Licensed customs agents operating at the border have voiced concerns over the adverse impact of currency instability on cross-border trade.

In a conversation with the media in Lagos, Mr. Godon Ogonnanya, the Special Adviser to the President of the National Association of Government Approved Freight Forwarders, Seme Chapter, shed light on the drastic reduction in trade activities at the border post.

Ogonnanya explained the pivotal role of the CFA franc in facilitating trade transactions, saying the border’s bustling activities were closely tied to the relative strength of the CFA against the naira.

According to Ogonnanya, trade activities thrived at the Seme Border when the CFA franc was weaker compared to the naira.

However, the fluctuating nature of the CFA exchange rate has led to uncertainty and instability in trade transactions, causing a significant downturn in business operations at the border.

“The CFA rate is the reason activities are low here. In those days when the CFA was a little bit down, activities were much there but now that the rate has gone up, it is affecting the business,” Ogonnanya explained.

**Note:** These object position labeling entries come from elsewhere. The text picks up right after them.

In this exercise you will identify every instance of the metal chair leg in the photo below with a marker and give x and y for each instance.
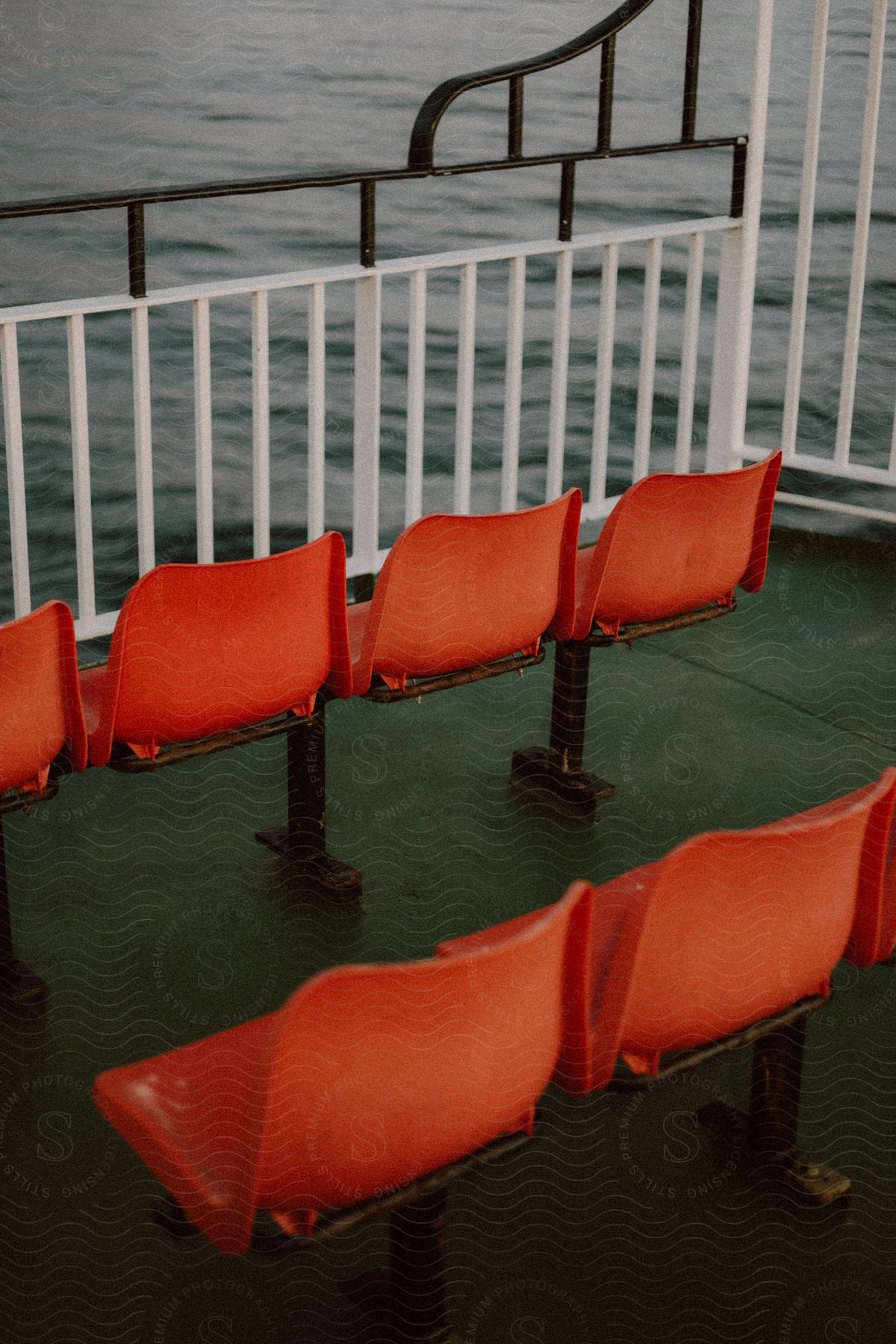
(20, 989)
(770, 1125)
(559, 766)
(302, 840)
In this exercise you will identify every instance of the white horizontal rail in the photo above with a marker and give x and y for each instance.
(877, 515)
(396, 267)
(828, 467)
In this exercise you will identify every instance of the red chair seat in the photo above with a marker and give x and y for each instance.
(676, 544)
(202, 650)
(367, 1078)
(460, 591)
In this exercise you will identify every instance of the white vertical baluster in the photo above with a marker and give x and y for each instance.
(860, 243)
(647, 370)
(81, 467)
(803, 231)
(559, 374)
(316, 408)
(738, 276)
(514, 385)
(465, 370)
(689, 339)
(15, 470)
(143, 440)
(202, 418)
(366, 526)
(261, 426)
(415, 396)
(603, 376)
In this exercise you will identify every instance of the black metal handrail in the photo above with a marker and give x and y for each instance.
(602, 34)
(421, 161)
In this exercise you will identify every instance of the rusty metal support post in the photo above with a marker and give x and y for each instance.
(417, 1269)
(302, 840)
(559, 766)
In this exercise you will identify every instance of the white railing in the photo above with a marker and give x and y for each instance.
(800, 452)
(367, 553)
(734, 267)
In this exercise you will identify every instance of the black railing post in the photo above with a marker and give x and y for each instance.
(7, 953)
(514, 117)
(567, 201)
(136, 252)
(368, 223)
(692, 70)
(605, 96)
(738, 178)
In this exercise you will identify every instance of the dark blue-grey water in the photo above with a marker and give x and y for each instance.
(114, 96)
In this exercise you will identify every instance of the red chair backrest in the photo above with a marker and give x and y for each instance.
(731, 927)
(381, 1074)
(460, 591)
(675, 544)
(208, 648)
(40, 697)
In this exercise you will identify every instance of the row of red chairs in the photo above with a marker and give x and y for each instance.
(207, 656)
(442, 1057)
(202, 650)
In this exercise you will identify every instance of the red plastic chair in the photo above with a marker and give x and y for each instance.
(669, 556)
(210, 656)
(367, 1078)
(40, 698)
(461, 591)
(729, 929)
(202, 650)
(675, 544)
(40, 715)
(729, 941)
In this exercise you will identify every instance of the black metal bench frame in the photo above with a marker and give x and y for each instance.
(408, 1301)
(20, 988)
(559, 768)
(302, 840)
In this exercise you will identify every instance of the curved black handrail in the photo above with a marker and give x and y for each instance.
(420, 155)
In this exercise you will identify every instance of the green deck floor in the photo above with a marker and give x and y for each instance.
(155, 918)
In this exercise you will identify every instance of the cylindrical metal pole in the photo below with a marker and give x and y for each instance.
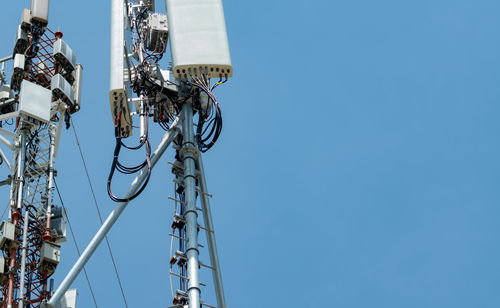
(188, 154)
(23, 258)
(112, 218)
(212, 247)
(17, 211)
(50, 184)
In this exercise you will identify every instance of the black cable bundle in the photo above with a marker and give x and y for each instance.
(116, 165)
(209, 127)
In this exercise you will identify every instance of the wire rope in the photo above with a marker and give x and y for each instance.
(99, 213)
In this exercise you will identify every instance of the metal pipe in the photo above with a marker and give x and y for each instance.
(50, 184)
(23, 258)
(17, 214)
(5, 59)
(6, 142)
(113, 217)
(212, 247)
(5, 159)
(188, 154)
(20, 169)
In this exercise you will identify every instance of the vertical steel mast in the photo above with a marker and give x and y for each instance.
(180, 100)
(42, 95)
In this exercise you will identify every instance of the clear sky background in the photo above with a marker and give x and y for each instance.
(358, 165)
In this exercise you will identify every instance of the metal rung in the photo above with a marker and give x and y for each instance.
(180, 276)
(173, 199)
(209, 267)
(204, 193)
(183, 239)
(185, 278)
(176, 166)
(203, 228)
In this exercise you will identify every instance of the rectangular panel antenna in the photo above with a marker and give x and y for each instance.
(34, 101)
(119, 68)
(40, 11)
(198, 38)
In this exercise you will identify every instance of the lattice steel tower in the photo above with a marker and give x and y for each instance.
(44, 92)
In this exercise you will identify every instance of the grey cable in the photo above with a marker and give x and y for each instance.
(76, 243)
(99, 213)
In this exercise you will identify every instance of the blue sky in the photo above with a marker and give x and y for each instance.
(358, 165)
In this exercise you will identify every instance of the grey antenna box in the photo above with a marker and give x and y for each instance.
(198, 39)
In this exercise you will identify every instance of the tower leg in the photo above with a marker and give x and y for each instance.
(212, 247)
(188, 155)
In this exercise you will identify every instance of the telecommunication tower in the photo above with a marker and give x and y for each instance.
(43, 93)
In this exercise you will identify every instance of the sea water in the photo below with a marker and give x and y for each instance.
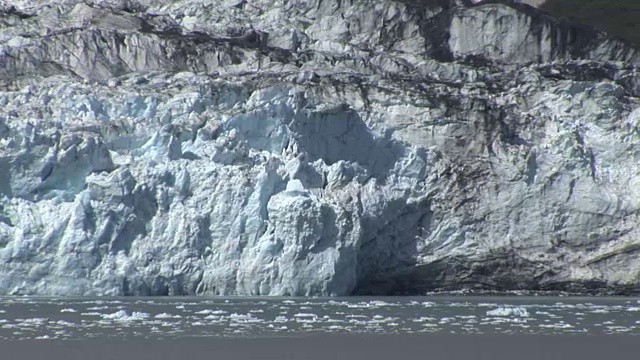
(166, 318)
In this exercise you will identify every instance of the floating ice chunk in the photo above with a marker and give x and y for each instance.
(509, 311)
(121, 315)
(305, 315)
(167, 316)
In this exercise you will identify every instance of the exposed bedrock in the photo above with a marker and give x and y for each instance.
(314, 148)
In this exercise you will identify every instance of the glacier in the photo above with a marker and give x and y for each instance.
(314, 148)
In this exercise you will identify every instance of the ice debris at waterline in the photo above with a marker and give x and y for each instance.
(178, 317)
(330, 148)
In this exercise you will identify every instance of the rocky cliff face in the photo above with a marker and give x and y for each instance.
(314, 148)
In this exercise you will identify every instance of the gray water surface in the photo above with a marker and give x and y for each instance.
(192, 317)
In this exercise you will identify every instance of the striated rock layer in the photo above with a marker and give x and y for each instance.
(328, 147)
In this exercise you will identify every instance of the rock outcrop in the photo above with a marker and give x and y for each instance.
(314, 148)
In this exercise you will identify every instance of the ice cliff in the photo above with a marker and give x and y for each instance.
(314, 147)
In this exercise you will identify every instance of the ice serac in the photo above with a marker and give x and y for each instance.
(314, 148)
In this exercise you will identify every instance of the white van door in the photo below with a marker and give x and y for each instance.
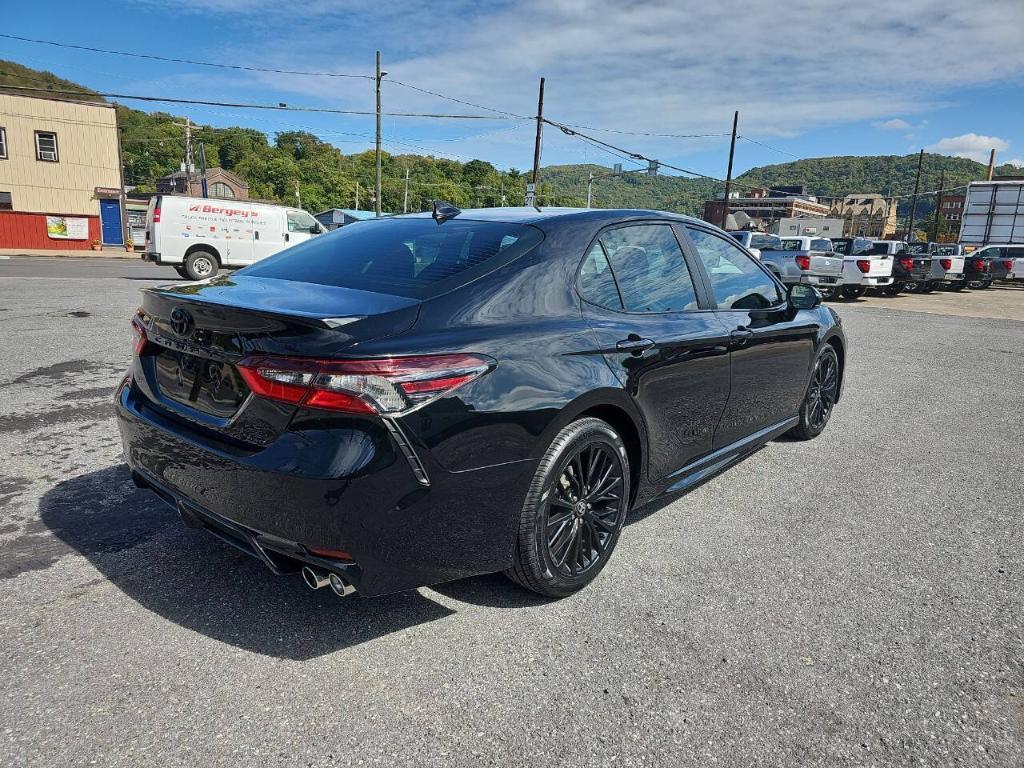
(301, 226)
(269, 228)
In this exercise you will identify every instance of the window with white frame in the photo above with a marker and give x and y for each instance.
(46, 146)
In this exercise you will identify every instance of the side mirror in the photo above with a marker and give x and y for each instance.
(802, 296)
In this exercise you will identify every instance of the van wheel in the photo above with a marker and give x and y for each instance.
(574, 510)
(201, 264)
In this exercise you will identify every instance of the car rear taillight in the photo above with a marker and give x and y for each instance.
(387, 385)
(139, 333)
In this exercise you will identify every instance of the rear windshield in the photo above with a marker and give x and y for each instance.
(414, 257)
(764, 242)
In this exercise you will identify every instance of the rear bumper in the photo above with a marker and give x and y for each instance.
(821, 281)
(340, 489)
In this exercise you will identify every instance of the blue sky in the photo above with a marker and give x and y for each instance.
(809, 79)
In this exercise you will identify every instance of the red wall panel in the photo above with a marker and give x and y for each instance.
(29, 230)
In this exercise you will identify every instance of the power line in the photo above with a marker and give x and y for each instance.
(279, 108)
(768, 146)
(453, 98)
(196, 62)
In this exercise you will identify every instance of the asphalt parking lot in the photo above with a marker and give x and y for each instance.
(853, 600)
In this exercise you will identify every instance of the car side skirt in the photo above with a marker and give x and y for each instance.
(710, 465)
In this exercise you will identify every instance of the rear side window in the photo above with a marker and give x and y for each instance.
(649, 268)
(735, 279)
(597, 284)
(414, 257)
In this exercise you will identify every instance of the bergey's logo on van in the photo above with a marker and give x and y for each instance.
(206, 208)
(181, 322)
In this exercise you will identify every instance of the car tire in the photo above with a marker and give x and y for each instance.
(201, 264)
(579, 499)
(819, 400)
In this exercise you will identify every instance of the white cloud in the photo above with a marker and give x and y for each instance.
(896, 124)
(668, 66)
(970, 145)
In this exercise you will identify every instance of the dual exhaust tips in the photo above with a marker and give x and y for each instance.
(315, 580)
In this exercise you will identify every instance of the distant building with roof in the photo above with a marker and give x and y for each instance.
(335, 217)
(219, 183)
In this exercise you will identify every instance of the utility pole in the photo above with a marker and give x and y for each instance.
(938, 206)
(187, 165)
(913, 200)
(202, 168)
(531, 187)
(377, 197)
(728, 174)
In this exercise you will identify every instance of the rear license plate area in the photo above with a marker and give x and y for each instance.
(211, 386)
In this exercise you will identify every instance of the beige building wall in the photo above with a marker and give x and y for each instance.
(87, 147)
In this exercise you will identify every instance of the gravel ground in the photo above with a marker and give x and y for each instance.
(854, 600)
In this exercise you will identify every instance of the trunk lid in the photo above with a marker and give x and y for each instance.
(198, 332)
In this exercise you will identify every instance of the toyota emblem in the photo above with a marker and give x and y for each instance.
(181, 322)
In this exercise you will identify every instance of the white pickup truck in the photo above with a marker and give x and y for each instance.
(862, 270)
(947, 265)
(808, 260)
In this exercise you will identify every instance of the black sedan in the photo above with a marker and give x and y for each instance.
(420, 398)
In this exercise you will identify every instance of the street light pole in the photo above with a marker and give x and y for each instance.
(377, 197)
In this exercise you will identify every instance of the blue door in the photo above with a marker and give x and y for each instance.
(110, 221)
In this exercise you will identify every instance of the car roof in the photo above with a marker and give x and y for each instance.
(527, 215)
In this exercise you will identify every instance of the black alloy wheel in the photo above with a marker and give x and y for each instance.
(584, 508)
(822, 391)
(574, 510)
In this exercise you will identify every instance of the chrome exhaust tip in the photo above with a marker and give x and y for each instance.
(340, 587)
(314, 579)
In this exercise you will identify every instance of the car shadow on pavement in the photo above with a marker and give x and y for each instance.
(195, 581)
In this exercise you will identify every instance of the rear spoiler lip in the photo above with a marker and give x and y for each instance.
(314, 320)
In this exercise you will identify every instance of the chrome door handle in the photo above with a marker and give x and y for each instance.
(635, 346)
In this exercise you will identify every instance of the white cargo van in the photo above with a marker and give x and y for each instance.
(199, 236)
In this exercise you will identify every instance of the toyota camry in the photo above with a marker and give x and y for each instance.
(420, 398)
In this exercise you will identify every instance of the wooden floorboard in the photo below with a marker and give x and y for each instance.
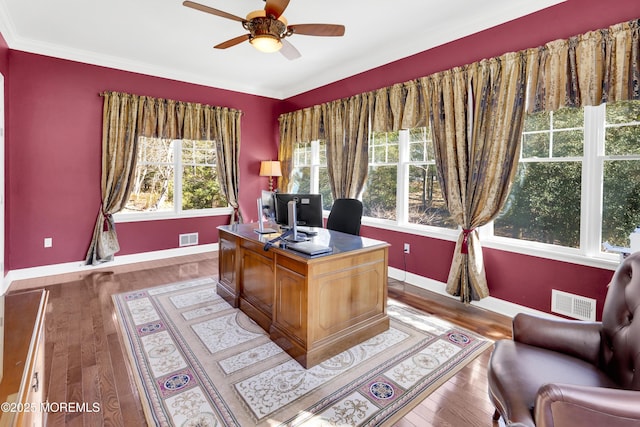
(86, 362)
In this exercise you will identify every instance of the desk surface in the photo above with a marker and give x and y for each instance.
(339, 242)
(314, 307)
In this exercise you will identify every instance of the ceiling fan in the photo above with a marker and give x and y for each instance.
(268, 29)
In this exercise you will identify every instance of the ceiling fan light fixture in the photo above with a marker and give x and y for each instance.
(266, 43)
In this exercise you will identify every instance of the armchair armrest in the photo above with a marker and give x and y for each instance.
(573, 337)
(560, 405)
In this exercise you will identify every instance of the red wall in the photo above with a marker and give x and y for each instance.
(517, 278)
(4, 69)
(54, 154)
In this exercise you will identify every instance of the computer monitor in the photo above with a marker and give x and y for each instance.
(308, 209)
(268, 207)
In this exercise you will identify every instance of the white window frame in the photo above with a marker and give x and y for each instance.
(177, 212)
(589, 253)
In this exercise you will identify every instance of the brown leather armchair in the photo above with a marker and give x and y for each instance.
(573, 373)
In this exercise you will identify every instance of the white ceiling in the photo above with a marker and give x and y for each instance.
(163, 38)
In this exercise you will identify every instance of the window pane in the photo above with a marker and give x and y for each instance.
(153, 189)
(379, 197)
(420, 145)
(567, 118)
(154, 177)
(426, 203)
(537, 122)
(568, 143)
(325, 188)
(301, 180)
(383, 147)
(621, 201)
(544, 204)
(535, 145)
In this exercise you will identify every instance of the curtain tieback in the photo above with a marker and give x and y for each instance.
(464, 249)
(107, 219)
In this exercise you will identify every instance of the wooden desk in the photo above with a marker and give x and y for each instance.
(23, 380)
(312, 307)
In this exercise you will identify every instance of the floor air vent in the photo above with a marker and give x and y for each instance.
(189, 239)
(571, 305)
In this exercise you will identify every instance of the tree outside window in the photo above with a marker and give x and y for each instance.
(175, 176)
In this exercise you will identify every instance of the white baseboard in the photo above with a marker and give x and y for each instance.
(79, 266)
(490, 303)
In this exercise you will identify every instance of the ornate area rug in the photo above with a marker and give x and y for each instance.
(197, 361)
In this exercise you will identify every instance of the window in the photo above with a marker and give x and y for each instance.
(621, 172)
(402, 185)
(426, 205)
(577, 183)
(175, 177)
(379, 196)
(544, 202)
(309, 173)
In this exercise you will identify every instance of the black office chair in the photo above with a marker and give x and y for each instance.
(345, 216)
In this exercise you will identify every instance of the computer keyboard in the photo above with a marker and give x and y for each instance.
(309, 248)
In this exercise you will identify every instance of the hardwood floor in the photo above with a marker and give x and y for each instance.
(86, 362)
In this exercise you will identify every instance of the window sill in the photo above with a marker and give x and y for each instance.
(603, 261)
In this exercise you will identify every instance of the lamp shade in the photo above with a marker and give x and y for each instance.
(270, 168)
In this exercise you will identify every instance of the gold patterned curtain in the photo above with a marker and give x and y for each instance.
(396, 107)
(125, 117)
(588, 69)
(476, 115)
(346, 130)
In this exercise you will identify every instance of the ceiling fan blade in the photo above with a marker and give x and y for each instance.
(289, 51)
(276, 7)
(329, 30)
(234, 41)
(212, 11)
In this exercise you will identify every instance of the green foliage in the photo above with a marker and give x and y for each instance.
(201, 189)
(379, 199)
(544, 204)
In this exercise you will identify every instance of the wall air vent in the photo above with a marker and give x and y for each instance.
(571, 305)
(190, 239)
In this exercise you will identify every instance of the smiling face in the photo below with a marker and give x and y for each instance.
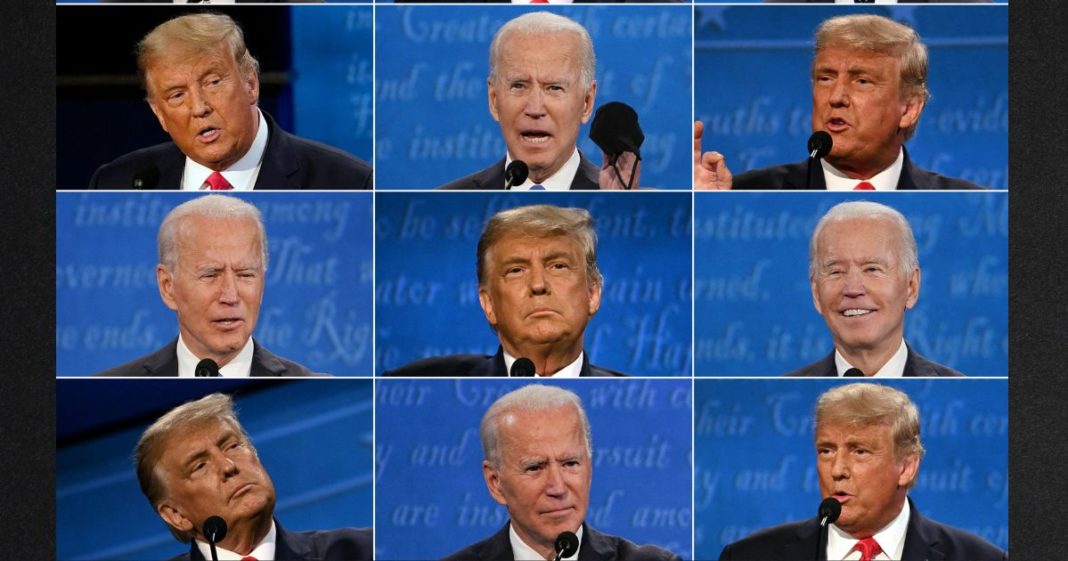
(211, 469)
(205, 104)
(217, 285)
(544, 474)
(538, 99)
(857, 97)
(860, 286)
(536, 294)
(858, 466)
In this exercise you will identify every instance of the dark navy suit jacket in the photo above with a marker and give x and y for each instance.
(595, 546)
(289, 162)
(915, 364)
(794, 176)
(478, 365)
(344, 544)
(925, 540)
(492, 177)
(165, 362)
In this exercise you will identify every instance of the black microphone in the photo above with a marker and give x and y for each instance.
(522, 367)
(819, 145)
(829, 511)
(206, 369)
(615, 130)
(215, 530)
(566, 545)
(146, 178)
(516, 173)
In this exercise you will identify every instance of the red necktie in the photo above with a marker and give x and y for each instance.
(218, 183)
(868, 548)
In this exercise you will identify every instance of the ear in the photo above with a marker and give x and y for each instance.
(487, 306)
(587, 102)
(595, 298)
(913, 289)
(493, 482)
(492, 99)
(174, 518)
(909, 469)
(913, 107)
(166, 281)
(252, 87)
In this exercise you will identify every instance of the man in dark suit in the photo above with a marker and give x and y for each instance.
(869, 88)
(197, 462)
(867, 457)
(538, 285)
(213, 258)
(538, 465)
(864, 270)
(203, 86)
(542, 90)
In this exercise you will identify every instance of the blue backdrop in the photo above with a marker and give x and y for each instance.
(754, 93)
(753, 301)
(432, 498)
(433, 118)
(427, 293)
(317, 299)
(755, 462)
(314, 438)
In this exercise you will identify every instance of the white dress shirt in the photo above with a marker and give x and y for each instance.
(521, 551)
(239, 368)
(884, 181)
(264, 550)
(891, 540)
(242, 174)
(558, 182)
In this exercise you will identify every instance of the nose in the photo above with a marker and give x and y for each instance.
(201, 106)
(539, 282)
(228, 289)
(839, 94)
(535, 104)
(554, 482)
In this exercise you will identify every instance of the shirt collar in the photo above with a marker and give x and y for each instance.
(570, 371)
(240, 367)
(893, 369)
(264, 550)
(558, 182)
(242, 174)
(521, 551)
(884, 181)
(891, 539)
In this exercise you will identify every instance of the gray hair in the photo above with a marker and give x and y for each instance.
(542, 220)
(545, 22)
(865, 404)
(191, 35)
(220, 206)
(908, 254)
(154, 441)
(532, 398)
(883, 35)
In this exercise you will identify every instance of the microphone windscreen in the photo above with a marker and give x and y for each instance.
(830, 509)
(819, 143)
(566, 544)
(615, 128)
(522, 367)
(206, 369)
(146, 178)
(215, 529)
(516, 173)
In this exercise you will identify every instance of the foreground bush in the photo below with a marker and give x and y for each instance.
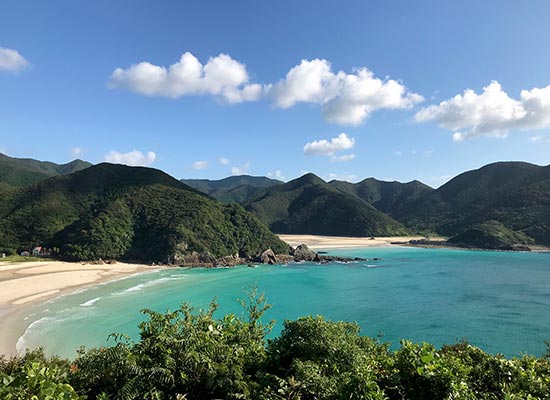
(188, 354)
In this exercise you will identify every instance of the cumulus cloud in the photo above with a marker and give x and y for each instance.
(132, 158)
(242, 170)
(346, 99)
(492, 113)
(277, 174)
(329, 147)
(540, 139)
(11, 60)
(343, 158)
(76, 151)
(221, 76)
(198, 165)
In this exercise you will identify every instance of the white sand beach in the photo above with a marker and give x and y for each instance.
(25, 283)
(315, 242)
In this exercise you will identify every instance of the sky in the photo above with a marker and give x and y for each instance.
(395, 90)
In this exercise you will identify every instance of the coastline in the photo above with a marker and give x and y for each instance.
(24, 284)
(317, 242)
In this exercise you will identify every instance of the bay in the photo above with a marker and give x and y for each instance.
(499, 301)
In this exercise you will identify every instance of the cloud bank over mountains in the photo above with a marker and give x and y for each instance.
(492, 113)
(11, 60)
(345, 99)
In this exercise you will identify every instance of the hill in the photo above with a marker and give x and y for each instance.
(118, 212)
(309, 205)
(20, 172)
(491, 235)
(515, 194)
(234, 189)
(388, 197)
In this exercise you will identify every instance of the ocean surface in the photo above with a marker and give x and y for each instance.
(499, 301)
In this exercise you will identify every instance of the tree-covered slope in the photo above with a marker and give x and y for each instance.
(491, 235)
(20, 172)
(234, 189)
(308, 205)
(388, 197)
(515, 194)
(114, 211)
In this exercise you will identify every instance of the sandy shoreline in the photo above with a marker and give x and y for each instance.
(23, 284)
(26, 283)
(315, 242)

The unpredictability of the CFA exchange rate has added complexity to trade operations, with importers facing challenges in budgeting and planning due to sudden shifts in currency values.

Ogonnanya highlighted the cascading effects of currency fluctuations, wherein importers incur additional costs as the value of the CFA rises against the naira during the clearance process.

Despite the significant drop in trade activity, Ogonnanya expressed optimism that the situation would gradually improve at the border.

He attributed his optimism to the recent policy interventions by the Central Bank of Nigeria, which have led to the stabilization of the naira and restored confidence among traders.

In addition to currency-related challenges, customs agents cited discrepancies in clearance procedures between Cotonou Port and the Seme Border as a contributing factor to the decline in trade.

Importers face additional costs and complexities in clearing goods at both locations, discouraging trade activities and leading to a substantial decrease in business volume.

The decline in trade activity at the Seme Border underscores the urgent need for policy measures to address currency volatility and streamline trade processes.

As stakeholders navigate these challenges, there is a collective call for collaborative efforts between government agencies and industry players to revive cross-border trade and foster economic growth in the region.